Ntege Edward H, Arisue Nobuko, Ito Daisuke, Hasegawa Tomoyuki, Palacpac Nirianne M Q, Egwang Thomas G, Horii Toshihiro, Takashima Eizo, Tsuboi Takafumi
Division of Malaria Research, Proteo-Science Center, Ehime University, Matsuyama, Ehime 790-8577, Japan.
Department of Molecular Protozoology, Research Institute for Microbial Diseases, Osaka University, Suita, Osaka 565-0871, Japan.
Vaccine. 2016 Nov 4;34(46):5612-5622. doi: 10.1016/j.vaccine.2016.09.028. Epub 2016 Sep 28.

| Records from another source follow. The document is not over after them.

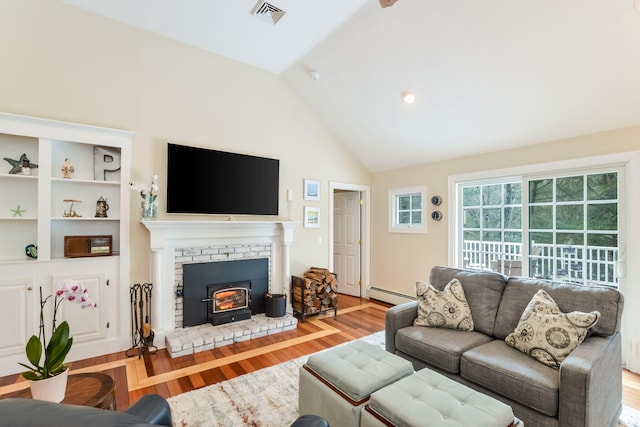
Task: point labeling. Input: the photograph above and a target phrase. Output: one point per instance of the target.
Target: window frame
(394, 226)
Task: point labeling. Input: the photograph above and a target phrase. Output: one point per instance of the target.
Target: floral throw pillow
(443, 309)
(546, 333)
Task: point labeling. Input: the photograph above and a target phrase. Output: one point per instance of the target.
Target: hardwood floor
(159, 373)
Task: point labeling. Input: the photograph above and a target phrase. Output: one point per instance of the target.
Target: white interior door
(346, 242)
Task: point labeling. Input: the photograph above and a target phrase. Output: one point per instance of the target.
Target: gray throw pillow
(546, 333)
(443, 309)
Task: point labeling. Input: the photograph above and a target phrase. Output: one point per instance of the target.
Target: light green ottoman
(336, 383)
(429, 399)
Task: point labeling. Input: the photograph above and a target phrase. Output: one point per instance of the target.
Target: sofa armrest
(591, 383)
(397, 317)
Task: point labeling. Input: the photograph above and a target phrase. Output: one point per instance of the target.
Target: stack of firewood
(318, 292)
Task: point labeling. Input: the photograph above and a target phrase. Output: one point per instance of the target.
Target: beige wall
(399, 260)
(65, 64)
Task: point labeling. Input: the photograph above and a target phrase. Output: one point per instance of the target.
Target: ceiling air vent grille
(267, 12)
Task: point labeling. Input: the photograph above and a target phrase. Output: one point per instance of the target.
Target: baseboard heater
(388, 296)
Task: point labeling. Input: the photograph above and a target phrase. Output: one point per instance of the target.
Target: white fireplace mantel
(166, 236)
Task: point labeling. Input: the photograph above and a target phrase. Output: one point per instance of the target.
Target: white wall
(399, 260)
(62, 63)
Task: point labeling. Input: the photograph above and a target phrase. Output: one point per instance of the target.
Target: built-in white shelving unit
(33, 211)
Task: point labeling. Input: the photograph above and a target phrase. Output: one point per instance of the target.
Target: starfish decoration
(19, 164)
(18, 211)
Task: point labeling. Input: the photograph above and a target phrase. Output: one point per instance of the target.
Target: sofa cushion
(483, 290)
(438, 347)
(546, 333)
(443, 309)
(518, 377)
(569, 297)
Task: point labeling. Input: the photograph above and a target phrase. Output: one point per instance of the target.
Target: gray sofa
(585, 391)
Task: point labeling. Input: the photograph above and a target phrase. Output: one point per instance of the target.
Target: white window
(562, 225)
(407, 210)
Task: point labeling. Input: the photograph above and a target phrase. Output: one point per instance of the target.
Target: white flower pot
(51, 389)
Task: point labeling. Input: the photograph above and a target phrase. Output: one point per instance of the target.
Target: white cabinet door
(16, 306)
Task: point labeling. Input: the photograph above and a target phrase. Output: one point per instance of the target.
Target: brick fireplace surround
(174, 243)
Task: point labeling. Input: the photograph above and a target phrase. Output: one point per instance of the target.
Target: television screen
(205, 181)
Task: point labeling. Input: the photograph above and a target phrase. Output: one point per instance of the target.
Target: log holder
(141, 333)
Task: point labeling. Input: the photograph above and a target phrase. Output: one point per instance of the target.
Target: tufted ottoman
(337, 383)
(430, 399)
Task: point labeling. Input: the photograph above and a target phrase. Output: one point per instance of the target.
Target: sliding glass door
(574, 227)
(563, 226)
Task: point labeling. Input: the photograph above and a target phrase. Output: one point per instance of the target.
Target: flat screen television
(206, 181)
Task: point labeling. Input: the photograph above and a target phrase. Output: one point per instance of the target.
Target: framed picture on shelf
(311, 217)
(311, 189)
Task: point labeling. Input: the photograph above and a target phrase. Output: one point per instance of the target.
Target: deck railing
(589, 265)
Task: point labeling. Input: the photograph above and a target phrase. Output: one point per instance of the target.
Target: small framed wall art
(311, 217)
(311, 189)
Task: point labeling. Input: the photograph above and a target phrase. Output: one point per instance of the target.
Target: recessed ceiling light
(408, 97)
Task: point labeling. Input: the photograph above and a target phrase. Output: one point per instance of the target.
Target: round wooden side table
(89, 389)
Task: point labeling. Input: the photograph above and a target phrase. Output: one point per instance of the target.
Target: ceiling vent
(267, 12)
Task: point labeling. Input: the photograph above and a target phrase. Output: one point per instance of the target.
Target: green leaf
(34, 350)
(58, 348)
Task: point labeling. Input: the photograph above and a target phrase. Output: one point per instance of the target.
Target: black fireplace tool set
(141, 332)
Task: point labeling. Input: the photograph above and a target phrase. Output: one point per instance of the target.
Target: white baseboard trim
(388, 296)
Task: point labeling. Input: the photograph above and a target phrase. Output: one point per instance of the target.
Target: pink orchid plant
(57, 348)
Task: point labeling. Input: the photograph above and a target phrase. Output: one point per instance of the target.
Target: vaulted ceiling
(487, 74)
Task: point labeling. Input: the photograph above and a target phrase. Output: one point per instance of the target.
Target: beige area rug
(266, 398)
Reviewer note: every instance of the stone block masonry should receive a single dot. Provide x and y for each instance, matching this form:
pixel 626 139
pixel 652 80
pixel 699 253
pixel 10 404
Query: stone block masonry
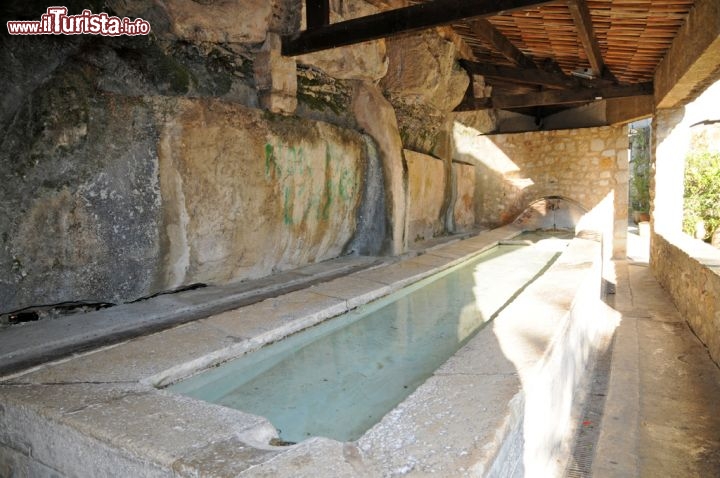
pixel 588 166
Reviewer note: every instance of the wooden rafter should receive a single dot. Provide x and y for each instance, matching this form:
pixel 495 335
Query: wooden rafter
pixel 317 13
pixel 529 77
pixel 583 22
pixel 397 21
pixel 484 29
pixel 557 97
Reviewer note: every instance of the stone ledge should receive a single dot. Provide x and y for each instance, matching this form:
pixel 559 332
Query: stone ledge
pixel 696 290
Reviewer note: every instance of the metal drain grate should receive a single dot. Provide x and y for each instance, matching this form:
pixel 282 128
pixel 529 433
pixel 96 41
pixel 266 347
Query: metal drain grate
pixel 588 431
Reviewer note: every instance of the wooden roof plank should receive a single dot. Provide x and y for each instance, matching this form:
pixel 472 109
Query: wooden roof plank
pixel 397 21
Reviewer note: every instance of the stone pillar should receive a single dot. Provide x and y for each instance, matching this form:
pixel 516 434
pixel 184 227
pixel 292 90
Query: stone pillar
pixel 670 145
pixel 275 77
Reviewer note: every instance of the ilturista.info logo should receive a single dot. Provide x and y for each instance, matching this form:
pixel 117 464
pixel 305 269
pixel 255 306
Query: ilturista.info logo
pixel 56 21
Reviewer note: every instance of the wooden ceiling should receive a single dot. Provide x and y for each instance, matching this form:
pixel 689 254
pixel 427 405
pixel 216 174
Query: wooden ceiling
pixel 533 53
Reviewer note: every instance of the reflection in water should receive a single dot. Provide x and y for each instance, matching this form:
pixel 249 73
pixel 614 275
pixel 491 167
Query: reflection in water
pixel 339 378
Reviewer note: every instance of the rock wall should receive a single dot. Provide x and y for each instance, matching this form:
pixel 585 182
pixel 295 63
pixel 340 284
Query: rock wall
pixel 246 193
pixel 688 270
pixel 588 166
pixel 134 165
pixel 464 203
pixel 426 192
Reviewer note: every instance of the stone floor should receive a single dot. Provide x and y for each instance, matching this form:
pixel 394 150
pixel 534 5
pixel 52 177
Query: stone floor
pixel 660 415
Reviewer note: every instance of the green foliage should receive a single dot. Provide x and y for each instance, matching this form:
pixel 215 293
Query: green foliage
pixel 702 192
pixel 640 179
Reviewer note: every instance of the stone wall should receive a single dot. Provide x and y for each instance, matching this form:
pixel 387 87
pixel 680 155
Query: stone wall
pixel 133 165
pixel 588 166
pixel 426 193
pixel 187 191
pixel 689 270
pixel 463 176
pixel 246 193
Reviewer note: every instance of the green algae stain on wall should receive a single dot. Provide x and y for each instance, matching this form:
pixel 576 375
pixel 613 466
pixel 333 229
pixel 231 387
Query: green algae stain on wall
pixel 307 191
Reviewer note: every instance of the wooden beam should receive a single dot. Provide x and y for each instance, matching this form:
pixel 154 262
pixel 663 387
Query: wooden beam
pixel 317 13
pixel 557 97
pixel 397 21
pixel 519 75
pixel 583 22
pixel 487 31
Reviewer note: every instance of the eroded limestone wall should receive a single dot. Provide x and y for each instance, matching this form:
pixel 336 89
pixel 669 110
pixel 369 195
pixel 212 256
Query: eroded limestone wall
pixel 588 166
pixel 131 166
pixel 246 193
pixel 686 268
pixel 426 193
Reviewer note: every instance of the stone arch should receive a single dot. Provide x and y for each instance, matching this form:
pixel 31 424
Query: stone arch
pixel 551 212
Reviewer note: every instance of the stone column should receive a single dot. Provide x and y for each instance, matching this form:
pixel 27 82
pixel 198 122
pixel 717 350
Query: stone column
pixel 275 77
pixel 670 145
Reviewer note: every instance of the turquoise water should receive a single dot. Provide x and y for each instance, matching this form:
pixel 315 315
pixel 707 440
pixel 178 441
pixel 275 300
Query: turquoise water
pixel 339 378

Genetic variability in Plasmodium falciparum malaria parasites hampers current malaria vaccine development efforts. Here, we hypothesize that to address the impact of genetic variability on vaccine efficacy in clinical trials, conserved antigen targets should be selected to achieve robust host immunity across multiple falciparum strains. Therefore, suitable vaccine antigens should be assessed for levels of polymorphism and genetic diversity. Using a total of one hundred and two clinical isolates from a region of high malaria transmission in Uganda, we analyzed extent of polymorphism and genetic diversity in four recently reported novel blood-stage malaria vaccine candidate proteins: Rh5 interacting protein (PfRipr), GPI anchored micronemal antigen (PfGAMA), rhoptry-associated leucine zipper-like protein 1 (PfRALP1) and Duffy binding-like merozoite surface protein 1 (PfMSPDBL1). In addition, utilizing the wheat germ cell-free system, we expressed recombinant proteins for the four candidates based on P. falciparum laboratory strain 3D7 sequences, immunized rabbits to obtain specific antibodies (Abs) and performed functional growth inhibition assay (GIA). The GIA activity of the raised Abs was demonstrated using both homologous 3D7 and heterologous FVO strains in vitro. Both pfripr and pfralp1 are less polymorphic but the latter is comparatively more diverse, with varied number of regions having insertions and deletions, asparagine and 6-mer repeats in the coding sequences. Pfgama and pfmspdbl1 are polymorphic and genetically diverse among the isolates with antibodies against the 3D7-based recombinant PfGAMA and PfMSPDBL1 inhibiting merozoite invasion only in the 3D7 but not FVO strain. Moreover, although Abs against the 3D7-based recombinant PfRipr and PfRALP1 proteins potently inhibited merozoite invasion of both 3D7 and FVO, the GIA activity of anti-PfRipr was much higher than that of anti-PfRALP1. Thus, PfRipr is regarded as a promising blood-stage vaccine candidate for next-generation vaccines against P. falciparum.
恶性疟原虫疟疾寄生虫的基因变异性阻碍了当前疟疾疫苗的研发工作。在此,我们假设,为解决基因变异性对临床试验中疫苗效力的影响,应选择保守的抗原靶点,以在多种恶性疟原虫菌株中实现强大的宿主免疫。因此,应评估合适的疫苗抗原的多态性和基因多样性水平。我们使用来自乌干达疟疾高传播地区的总共102份临床分离株,分析了四种最近报道的新型血液期疟疾疫苗候选蛋白的多态性程度和基因多样性:Rh5相互作用蛋白(PfRipr)、糖基磷脂酰肌醇锚定的微线体抗原(PfGAMA)、棒状体相关亮氨酸拉链样蛋白1(PfRALP1)和达菲结合样裂殖子表面蛋白1(PfMSPDBL1)。此外,利用小麦胚无细胞系统,我们基于恶性疟原虫实验室菌株3D7序列表达了这四种候选蛋白的重组蛋白,免疫兔子以获得特异性抗体(Abs),并进行了功能生长抑制试验(GIA)。使用同源的3D7和异源的FVO菌株在体外证明了所产生抗体的GIA活性。PfRipr和PfRALP1的多态性均较低,但后者的基因多样性相对较高,其编码序列中有不同数量的区域存在插入和缺失、天冬酰胺和6聚体重复序列。PfGAMA和PfMSPDBL1在分离株中具有多态性且基因多样,针对基于3D7的重组PfGAMA和PfMSPDBL1的抗体仅在3D7菌株而非FVO菌株中抑制裂殖子入侵。此外,尽管针对基于3D7的重组PfRipr和PfRALP1蛋白的抗体能有效抑制3D7和FVO的裂殖子入侵,但抗PfRipr的GIA活性远高于抗PfRALP1。因此,PfRipr被认为是下一代抗恶性疟原虫疫苗的有前景的血液期疫苗候选物。